On earth as it is in heaven? While Paris burns, Brussels is in lock down, and Turkey blasts a Russian fighter plane out of the sky... the CofE gets into the advertising business.


A cinema chain banned an advert featuring the Lord's Prayer. Fearing the worst I took a look at the video here...and it wasn't quite as cringe-making as I feared. Not quite, but pretty close. It was certainly somewhat inane. It doesn't stop you in your tracks. It doesn't give any sense of transcendency, of the holy, of the Presence. Its just words and pictures which don't speak about heaven, just about earth. It hardly rivals Spectre, indeed played in that context it runs the danger of making CofE Christianity appear bland and just plain boring.

OK, so not offensive, but not even remotely inspiring, certainly not exciting, maybe a bit nice but hardly anything to disturb you mid fist full of popcorn. Which is why, I would suggest most people have stopped going to church chez CofE. Quite frankly there are more interesting, exciting and interesting - even if slightly offensive - things going on out there and the CofE just isn't part of it.

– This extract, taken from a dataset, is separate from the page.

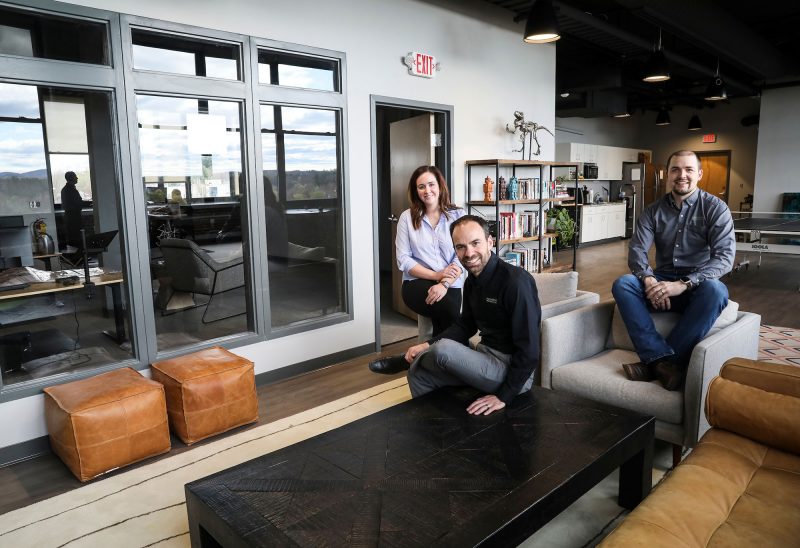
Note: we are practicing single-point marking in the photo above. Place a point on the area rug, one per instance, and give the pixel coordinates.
(146, 506)
(779, 345)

The whole farcical episode neatly exposes actually how the Church of England is conspiring in its own extinction. The world is in melt-down, with bombs, terrorists, refugees, let alone the crisis facing many of society's most needy as the benefit systems moves from atrophy to implosion or the very real tensions which face our multi-faith society. At such a time when human beings face their own fragility and mortality, and the spectacularly insecure basis of modern life, then God is the one thing left to ponder and yes, cling to. (Clinging to a life raft is no more ludicrous or intellectually bankrupt than clinging to God in a crisis). In a world bereft of beauty and the transcendent, the Church should be the one place where God does break through in very tangible ways.

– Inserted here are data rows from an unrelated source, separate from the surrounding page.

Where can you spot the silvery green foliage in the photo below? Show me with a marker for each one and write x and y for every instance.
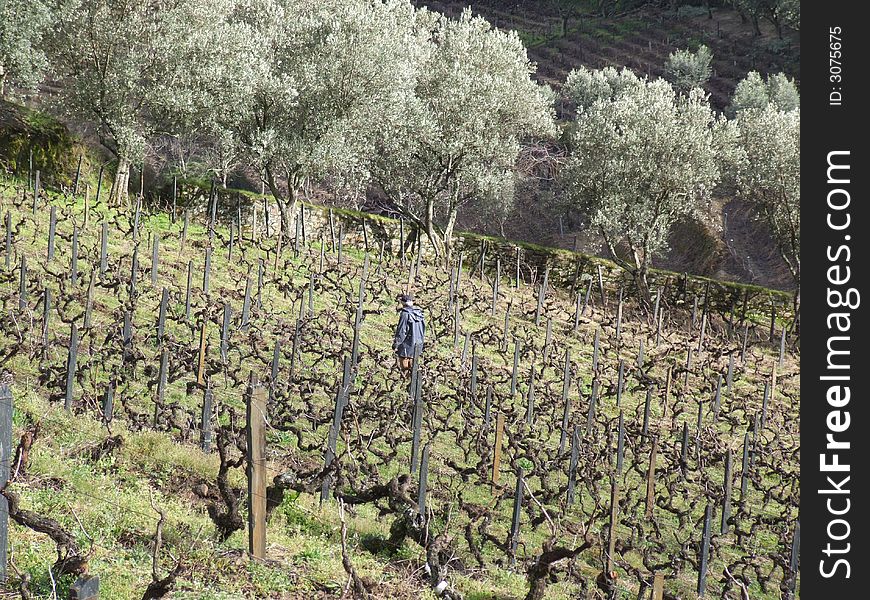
(754, 92)
(133, 68)
(329, 76)
(783, 92)
(643, 157)
(22, 60)
(687, 70)
(585, 86)
(768, 174)
(473, 105)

By this I mean holiness. The media get people like Pope Francis and Mother Teresa. They are the best sort of adverts, because they ring true. And religion, all too often, does seem like its a bit forced and lacking any real depth lapses into platitudes, all too often with that dreadful clerical drawl or a hand ringing 'well it depends what you mean' caveat. Real transcendent Presence is deeply infectious and it creates resolution, determination, hope. Greece and Russia have managed to keep a majority of their populations within the active ambit of the Church, in part I believe because of the exceptional nature of some of their saints, people like Saint Paisios of Athos or the many martyr priests of the Gulags during the Communist era. This is also true of Poland and Italy, where the likes of Padre Pio and St John Paul II have provided a credible experience of the transcendent truth about which their respective Churches have preached about. You can't talk about praying for God's kingdom on earth as it is in heaven if you don't have any real saints to point to, and I mean real, up front, in your face radicalised Christians living beyond the reach of most human beings in terms of wisdom, chastity, and sacrificial love.

A two minute clip about Pope Francis would make a much better impact. Take this pretty amazing story for example, http://catholicsay.com/a-kiss-from-pope-francis-heals-a-babys-inoperable-brain-tumor/ . Why couildnt the CofE come up with something deep, sincere and honestly rooted in human life as it meets the transcendent? Maybe the CofE just have bad media advisors? Or maybe there is something more substantive missing in the body ecclesia Anglicana which no amount of advertising can make up for?

If Christianity is the truth, if Jesus is God in the flesh, if His words really are from heaven, and His power really does continue here on earth as it does in heaven, then lets get on with showing people that. Lets really offend people with something which they don't want to hear because they can't make sense of it or because it really does make demands they can't or won't meet. Lets really take the risk of seeming ridiculous, because in all honestly the truth really is almost unbelievable. Almost. That's the advert the CofE ought to have made. Sadly it didn't. And yes, I am offended at such a paltry balderisation of my Christian faith.